The decision to use either the Sound Level (Fast or Slow) or the Leq / Lavg is usually determined by any measurement regulations that are being followed or by the nature of the noise being measured. Many occupational noise regulations state that the Leq or Lavg should be used but the guidelines for many motor vehicle measurements state that the Sound Level can be used.
Check the measurement standards for any references to Leq, Lavg or Integrating Sound Level Meter. If these terms are used then you must measure the Leq or Lavg. If not, you should be fine with a standard non-integrating sound level meter, which certainly costs less. If in doubt, please email NoiseMeters, putting in as much information about your application as you can.
This is the basic measurement of any Sound Level Meter. A Frequency Weighting and Time Weighting will be applied to the sound signal that is picked up by the microphone. The sound level is expressed in decibels, or dB.
The Sound Level is the basic measurement used for many applications. However, you should check any regulations that you are following to ensure that the Sound Level alone is adequate.
Parameters such as Max (Lmax), Min (Lmin) and Ln (percentiles) are all based on the Sound Level.

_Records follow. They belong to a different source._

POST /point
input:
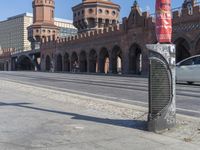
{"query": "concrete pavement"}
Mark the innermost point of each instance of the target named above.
(41, 118)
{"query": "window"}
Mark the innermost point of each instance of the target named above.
(52, 14)
(90, 11)
(113, 13)
(107, 12)
(100, 11)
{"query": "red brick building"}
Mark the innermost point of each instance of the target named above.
(103, 45)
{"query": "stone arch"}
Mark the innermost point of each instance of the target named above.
(83, 61)
(74, 62)
(93, 63)
(104, 61)
(116, 60)
(25, 63)
(182, 49)
(135, 59)
(66, 65)
(48, 63)
(59, 63)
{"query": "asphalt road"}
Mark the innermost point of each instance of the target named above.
(131, 90)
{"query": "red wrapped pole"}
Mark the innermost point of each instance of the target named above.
(163, 21)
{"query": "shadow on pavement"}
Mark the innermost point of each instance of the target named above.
(136, 124)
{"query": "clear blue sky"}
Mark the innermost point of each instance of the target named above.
(10, 8)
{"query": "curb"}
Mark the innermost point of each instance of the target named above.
(119, 108)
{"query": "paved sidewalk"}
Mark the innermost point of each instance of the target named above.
(43, 119)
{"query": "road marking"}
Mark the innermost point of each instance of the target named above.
(96, 95)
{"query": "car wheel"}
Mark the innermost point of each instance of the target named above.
(190, 83)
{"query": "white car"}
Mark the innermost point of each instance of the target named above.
(188, 70)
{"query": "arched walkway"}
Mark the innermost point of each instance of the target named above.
(25, 63)
(93, 64)
(48, 63)
(182, 49)
(116, 60)
(66, 62)
(74, 62)
(135, 59)
(59, 63)
(83, 62)
(104, 61)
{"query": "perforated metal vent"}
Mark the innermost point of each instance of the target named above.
(160, 89)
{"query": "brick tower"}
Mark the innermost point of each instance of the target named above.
(95, 14)
(43, 27)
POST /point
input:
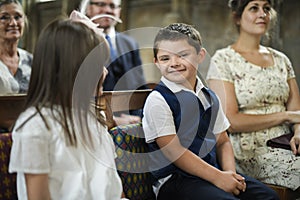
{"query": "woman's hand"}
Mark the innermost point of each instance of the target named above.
(231, 182)
(295, 141)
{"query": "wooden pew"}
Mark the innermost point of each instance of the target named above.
(125, 100)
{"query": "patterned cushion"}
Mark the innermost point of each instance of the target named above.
(8, 188)
(129, 139)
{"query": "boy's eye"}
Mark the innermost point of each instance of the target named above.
(183, 55)
(164, 58)
(253, 8)
(267, 9)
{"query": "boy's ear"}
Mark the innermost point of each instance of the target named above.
(155, 62)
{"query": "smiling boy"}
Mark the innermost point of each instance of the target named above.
(191, 154)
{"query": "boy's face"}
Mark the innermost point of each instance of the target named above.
(178, 62)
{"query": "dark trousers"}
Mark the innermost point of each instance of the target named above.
(192, 188)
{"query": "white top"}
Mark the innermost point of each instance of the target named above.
(74, 172)
(158, 118)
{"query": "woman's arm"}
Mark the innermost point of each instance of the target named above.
(37, 186)
(246, 122)
(293, 104)
(192, 164)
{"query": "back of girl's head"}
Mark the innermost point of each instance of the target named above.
(5, 2)
(60, 50)
(68, 62)
(175, 32)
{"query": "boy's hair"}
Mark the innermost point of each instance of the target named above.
(60, 52)
(178, 31)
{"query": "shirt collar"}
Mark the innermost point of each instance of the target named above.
(174, 87)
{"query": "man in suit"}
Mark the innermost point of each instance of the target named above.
(125, 69)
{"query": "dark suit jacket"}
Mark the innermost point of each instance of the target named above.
(125, 72)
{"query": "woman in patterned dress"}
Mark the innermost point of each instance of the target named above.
(260, 96)
(15, 63)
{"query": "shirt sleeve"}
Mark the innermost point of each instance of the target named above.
(158, 118)
(30, 148)
(222, 123)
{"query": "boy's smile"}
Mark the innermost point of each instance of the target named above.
(178, 62)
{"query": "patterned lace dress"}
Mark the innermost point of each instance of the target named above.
(259, 91)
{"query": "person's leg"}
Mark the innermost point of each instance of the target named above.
(257, 190)
(190, 188)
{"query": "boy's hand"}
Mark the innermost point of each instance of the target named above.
(231, 182)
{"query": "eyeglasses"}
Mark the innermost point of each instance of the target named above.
(103, 4)
(5, 19)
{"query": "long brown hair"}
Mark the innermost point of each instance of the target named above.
(67, 65)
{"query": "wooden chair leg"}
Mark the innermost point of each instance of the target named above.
(285, 193)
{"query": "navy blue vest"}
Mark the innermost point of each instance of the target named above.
(194, 127)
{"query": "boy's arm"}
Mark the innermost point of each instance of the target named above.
(192, 164)
(225, 152)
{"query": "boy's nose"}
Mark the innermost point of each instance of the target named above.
(175, 61)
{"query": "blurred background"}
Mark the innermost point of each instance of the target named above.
(211, 17)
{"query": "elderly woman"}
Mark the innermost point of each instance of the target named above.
(15, 63)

The Leq or Lavg is best described as the Average Sound Level over the period of the measurement. Usually measured with A-weighting, the Leq has no time constant applied, but the Lavg is usually Slow time weighted. As it is an average, it will settle to a steady value, making it much easier to read accurately than with a simple instantaneous Sound Level. Being an average, it is also showing the total energy of the noise being measured, so it is a better indicator of potential hearing damage or the likelihood that the noise will generate complaints.
A sound level meter that measures the Leq or Lavg will be referred to as an Integrating Sound Level Meter and it should meet the standards IEC60804, IEC 61672 or ANSI S1.4.